Il morale degli alpinisti migliora, ma il ritmo lento dei primi giorni impone di lasciare del materiale. Non sembra esserci ghiaccio, e Hiebeler decide di abbandonare un piccozzino e i ramponi, sperando che in alto le condizioni non cambino. Tocca ancora a Piussi, nonostante una infiammazione agli occhi, superare da capocordata i passaggi più duri saliti da Solleder e Lettenbauer.

La quinta sera, alla fine della diagonale di 120 metri, la tenda del bivacco viene ancorata su un ripiano strettissimo, che non consente di dormire. L’indomani Hiebeler compie trentatré anni, poi occorre affrontare uno degli ostacoli più duri.

Ignazio Piussi lotta un metro dopo l’altro, raggiunge il passaggio della cascata che in questa stagione è sostituito da un muro di neve. La gola che incide la parte alta della parete riserva altri passaggi simili e regala una bella sorpresa, dato che un mucchio di neve alla base di un tetto offre un bivacco in una specie di stanza. I tre restano legati ai chiodi, però, dato che muri e pavimento potrebbero crollare nel vuoto.

Il sonno migliora il morale, ma il settimo giorno porta una grande paura. Piussi affronta l’ennesimo strapiombo di neve. “Ero come una macchina. Sapevo che non c’era più niente da fare, che dopo il terzo bivacco non restava che andare avanti. Avevo un solo pensiero, arrivare in cima e basta”, scriverà.

Mentre Ignazio sale, Toni gli fila la corda assicurato a un solo chiodo. Redaelli, che deve recuperare i chiodi, si appende di peso sulla corda facendo piegare quell’unico ancoraggio verso il basso. Mentre il tedesco osserva spaventato il chiodo, lo strapiombo di neve si stacca, e Piussi precipita nel vuoto.

Redaelli pendola per togliersi dalla traiettoria della neve, Piussi rimbalza all’esterno, Hiebeler aspetta la fine. “Ancora qualche frazione di secondo, poi sarà lo strappo spaventoso!” Invece Ignazio si incastra nel camino, e salva ancora una volta la cordata. “Il grande, il buon Ignazio Piussi è fermo tre metri sopra di me” respira Toni.

Superati la paura e lo strapiombo senza neve (“così va meglio!” esclama Ignazio) occorre traversare in una gola ghiacciata, dove Hiebeler rimpiange i ramponi lasciati più in basso. Poi dal basso arrivano le voci di Sorgato, Bonafede e Menegus, che salgono sfruttando la pulizia di Piussi, e sentono sopra di loro gli amici.

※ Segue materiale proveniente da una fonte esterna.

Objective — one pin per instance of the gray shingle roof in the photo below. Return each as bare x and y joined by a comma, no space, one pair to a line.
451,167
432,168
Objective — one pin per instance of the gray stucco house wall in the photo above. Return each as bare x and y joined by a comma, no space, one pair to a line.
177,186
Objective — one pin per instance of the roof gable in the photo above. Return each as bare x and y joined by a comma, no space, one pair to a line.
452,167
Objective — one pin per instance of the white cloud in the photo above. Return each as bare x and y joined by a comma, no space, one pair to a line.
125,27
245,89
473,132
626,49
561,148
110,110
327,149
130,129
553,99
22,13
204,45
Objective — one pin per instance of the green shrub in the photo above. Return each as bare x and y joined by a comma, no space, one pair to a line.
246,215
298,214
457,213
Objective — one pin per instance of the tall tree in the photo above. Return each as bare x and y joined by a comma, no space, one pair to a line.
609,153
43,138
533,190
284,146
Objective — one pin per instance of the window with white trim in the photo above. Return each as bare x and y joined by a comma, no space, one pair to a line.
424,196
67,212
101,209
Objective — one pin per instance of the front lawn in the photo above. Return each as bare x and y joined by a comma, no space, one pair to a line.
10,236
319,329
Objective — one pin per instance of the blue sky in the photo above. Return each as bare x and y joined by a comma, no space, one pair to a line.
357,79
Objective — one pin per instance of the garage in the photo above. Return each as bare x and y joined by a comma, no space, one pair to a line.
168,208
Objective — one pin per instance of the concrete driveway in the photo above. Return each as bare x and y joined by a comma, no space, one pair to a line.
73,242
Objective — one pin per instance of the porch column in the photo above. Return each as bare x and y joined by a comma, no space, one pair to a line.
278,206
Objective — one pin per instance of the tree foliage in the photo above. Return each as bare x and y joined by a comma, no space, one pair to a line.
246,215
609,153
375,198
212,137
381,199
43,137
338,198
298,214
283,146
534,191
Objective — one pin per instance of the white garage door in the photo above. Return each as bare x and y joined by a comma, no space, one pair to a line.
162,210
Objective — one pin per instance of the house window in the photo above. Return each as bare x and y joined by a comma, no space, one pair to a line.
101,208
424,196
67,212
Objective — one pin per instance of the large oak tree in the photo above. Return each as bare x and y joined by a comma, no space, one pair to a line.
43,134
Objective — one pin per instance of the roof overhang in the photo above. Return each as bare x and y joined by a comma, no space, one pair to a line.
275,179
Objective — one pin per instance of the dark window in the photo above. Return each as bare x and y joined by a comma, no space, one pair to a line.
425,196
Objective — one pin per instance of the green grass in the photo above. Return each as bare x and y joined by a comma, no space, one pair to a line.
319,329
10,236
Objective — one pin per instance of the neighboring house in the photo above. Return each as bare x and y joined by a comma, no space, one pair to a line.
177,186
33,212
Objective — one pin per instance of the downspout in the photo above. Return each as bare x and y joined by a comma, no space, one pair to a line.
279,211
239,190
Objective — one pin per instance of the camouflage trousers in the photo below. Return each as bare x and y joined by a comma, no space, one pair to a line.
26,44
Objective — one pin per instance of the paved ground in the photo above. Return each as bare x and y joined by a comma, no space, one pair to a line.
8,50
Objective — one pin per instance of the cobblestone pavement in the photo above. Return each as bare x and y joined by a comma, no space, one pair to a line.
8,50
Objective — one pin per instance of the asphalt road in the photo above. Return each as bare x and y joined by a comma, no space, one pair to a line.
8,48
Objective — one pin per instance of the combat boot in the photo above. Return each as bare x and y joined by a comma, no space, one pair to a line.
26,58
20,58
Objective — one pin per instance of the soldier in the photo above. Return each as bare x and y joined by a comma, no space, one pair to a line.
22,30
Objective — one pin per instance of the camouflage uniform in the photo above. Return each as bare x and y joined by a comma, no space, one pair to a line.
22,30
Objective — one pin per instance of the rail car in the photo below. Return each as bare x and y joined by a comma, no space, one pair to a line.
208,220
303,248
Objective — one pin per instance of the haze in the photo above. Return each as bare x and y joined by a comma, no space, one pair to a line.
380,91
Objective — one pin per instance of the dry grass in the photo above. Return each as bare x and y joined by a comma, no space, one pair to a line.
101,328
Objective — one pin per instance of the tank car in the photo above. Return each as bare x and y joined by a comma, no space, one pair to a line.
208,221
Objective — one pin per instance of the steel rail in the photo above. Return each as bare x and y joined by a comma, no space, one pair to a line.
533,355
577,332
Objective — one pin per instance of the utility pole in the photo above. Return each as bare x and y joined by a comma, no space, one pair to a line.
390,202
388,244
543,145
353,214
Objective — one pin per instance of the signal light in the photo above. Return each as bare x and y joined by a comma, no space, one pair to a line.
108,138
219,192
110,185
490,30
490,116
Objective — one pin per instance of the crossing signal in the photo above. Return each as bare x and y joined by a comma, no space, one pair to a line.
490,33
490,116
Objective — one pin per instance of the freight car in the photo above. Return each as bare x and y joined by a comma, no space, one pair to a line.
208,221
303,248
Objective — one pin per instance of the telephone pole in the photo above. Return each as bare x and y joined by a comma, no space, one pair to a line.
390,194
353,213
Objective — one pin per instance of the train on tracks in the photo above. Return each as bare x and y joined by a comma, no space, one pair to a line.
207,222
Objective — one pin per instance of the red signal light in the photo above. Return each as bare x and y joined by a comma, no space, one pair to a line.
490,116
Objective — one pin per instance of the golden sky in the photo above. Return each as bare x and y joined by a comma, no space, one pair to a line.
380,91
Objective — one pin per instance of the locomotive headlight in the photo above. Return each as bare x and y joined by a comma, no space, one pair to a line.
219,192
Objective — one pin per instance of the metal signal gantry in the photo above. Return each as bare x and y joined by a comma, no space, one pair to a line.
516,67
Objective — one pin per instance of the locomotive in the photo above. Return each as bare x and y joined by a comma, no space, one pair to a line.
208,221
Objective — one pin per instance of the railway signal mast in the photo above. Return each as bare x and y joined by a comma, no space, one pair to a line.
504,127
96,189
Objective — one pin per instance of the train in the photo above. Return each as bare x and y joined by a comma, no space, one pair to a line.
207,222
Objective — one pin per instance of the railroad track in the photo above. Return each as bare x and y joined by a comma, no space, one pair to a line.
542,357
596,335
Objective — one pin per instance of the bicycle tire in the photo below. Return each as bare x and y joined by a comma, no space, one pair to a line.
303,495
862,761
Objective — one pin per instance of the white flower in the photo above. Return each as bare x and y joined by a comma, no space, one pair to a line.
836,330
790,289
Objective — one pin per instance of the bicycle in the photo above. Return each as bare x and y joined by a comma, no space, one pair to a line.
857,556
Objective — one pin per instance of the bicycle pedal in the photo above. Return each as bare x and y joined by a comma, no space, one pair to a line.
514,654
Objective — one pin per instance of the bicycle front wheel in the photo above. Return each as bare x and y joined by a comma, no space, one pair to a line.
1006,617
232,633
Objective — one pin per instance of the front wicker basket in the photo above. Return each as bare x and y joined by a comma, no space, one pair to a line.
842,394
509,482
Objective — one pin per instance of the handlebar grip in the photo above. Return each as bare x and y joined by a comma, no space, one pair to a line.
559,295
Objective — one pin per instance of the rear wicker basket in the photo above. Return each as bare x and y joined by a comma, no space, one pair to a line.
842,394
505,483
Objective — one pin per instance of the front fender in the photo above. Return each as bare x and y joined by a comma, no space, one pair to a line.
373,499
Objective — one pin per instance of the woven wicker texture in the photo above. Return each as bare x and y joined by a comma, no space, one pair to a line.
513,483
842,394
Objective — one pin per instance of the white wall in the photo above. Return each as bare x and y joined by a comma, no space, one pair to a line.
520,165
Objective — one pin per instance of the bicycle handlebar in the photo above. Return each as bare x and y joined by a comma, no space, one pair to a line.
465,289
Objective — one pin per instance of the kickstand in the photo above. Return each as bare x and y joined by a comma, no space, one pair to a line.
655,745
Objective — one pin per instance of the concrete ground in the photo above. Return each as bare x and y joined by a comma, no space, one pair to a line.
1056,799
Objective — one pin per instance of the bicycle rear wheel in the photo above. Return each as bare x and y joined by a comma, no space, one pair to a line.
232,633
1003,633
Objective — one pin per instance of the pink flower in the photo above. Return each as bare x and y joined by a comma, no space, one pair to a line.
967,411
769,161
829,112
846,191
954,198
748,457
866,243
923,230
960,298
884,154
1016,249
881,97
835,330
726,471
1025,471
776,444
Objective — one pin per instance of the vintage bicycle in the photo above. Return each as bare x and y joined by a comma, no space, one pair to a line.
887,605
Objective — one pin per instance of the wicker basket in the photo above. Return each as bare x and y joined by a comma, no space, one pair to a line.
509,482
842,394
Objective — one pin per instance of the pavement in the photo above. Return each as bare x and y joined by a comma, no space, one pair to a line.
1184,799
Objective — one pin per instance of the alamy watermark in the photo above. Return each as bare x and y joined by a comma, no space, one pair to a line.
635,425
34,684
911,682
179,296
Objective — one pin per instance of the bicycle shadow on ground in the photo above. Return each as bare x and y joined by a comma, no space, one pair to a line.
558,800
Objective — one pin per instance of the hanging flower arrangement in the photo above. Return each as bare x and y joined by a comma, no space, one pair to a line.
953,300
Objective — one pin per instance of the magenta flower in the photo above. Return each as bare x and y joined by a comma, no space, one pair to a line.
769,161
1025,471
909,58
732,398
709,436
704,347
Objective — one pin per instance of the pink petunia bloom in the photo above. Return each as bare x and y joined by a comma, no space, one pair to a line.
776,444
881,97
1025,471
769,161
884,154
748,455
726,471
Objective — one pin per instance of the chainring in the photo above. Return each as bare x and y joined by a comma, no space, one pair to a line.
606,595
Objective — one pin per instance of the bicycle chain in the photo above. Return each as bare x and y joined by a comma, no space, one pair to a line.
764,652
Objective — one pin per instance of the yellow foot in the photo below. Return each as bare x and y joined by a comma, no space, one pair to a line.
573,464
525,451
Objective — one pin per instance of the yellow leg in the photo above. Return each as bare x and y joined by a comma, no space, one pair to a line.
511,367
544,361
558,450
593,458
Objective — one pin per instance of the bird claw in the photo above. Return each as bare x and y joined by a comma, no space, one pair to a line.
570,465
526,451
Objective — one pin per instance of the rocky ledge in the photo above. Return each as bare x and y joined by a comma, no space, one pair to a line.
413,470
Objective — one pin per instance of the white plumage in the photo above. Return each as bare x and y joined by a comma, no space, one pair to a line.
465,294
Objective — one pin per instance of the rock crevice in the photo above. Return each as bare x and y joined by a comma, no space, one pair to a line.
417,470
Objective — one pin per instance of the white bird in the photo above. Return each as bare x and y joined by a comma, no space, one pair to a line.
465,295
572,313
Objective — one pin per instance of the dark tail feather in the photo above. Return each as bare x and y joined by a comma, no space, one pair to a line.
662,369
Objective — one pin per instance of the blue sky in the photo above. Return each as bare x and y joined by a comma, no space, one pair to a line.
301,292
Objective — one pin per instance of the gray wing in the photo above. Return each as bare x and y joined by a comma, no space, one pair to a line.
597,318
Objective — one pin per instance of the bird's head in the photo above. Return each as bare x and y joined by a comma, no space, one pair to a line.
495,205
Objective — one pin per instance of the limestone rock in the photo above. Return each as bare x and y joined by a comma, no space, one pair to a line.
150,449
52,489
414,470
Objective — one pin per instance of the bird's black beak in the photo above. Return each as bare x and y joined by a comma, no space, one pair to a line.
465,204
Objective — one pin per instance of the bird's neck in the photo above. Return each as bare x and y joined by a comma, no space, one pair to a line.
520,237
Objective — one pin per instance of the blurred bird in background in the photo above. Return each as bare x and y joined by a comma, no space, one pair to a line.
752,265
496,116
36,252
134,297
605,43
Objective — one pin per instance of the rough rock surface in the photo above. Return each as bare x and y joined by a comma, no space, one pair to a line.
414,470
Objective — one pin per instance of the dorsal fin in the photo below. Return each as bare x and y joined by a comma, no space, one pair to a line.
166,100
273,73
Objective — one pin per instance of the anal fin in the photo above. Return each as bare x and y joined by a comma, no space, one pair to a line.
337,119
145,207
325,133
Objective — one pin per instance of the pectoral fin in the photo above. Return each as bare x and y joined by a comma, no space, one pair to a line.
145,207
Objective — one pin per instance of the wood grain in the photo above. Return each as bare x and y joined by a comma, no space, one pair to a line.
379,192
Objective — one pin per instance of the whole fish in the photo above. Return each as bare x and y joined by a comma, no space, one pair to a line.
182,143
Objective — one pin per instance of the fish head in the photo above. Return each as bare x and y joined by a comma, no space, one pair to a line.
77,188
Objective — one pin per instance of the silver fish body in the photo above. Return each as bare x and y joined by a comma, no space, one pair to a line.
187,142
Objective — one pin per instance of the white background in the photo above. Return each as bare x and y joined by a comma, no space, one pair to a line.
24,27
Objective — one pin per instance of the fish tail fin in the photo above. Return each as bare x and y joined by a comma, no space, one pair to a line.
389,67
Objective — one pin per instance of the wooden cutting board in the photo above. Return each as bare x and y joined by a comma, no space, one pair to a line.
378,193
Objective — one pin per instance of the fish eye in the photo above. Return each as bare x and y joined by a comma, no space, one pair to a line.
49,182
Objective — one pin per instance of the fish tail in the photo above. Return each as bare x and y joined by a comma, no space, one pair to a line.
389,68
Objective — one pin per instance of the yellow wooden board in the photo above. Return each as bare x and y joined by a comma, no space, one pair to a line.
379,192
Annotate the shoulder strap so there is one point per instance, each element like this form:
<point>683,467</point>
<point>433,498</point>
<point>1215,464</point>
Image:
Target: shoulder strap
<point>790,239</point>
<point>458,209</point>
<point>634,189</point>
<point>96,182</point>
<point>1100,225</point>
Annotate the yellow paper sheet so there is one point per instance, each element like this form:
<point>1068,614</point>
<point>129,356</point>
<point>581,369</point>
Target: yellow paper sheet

L’ultimo bivacco è su una cornice di neve, senza chiodi a cui assicurarsi e senza spazio per la tenda. Alle 11 dell’ottavo giorno, superate le ultime lunghezze di corda, gli alpinisti raggiungono la cima, e scendono al rifugio Torrani. Preparano una zuppa con del pane raffermo lasciato da qualche escursionista in estate. “Dio che buono che era!” è il commento dell’alpinista friuliano.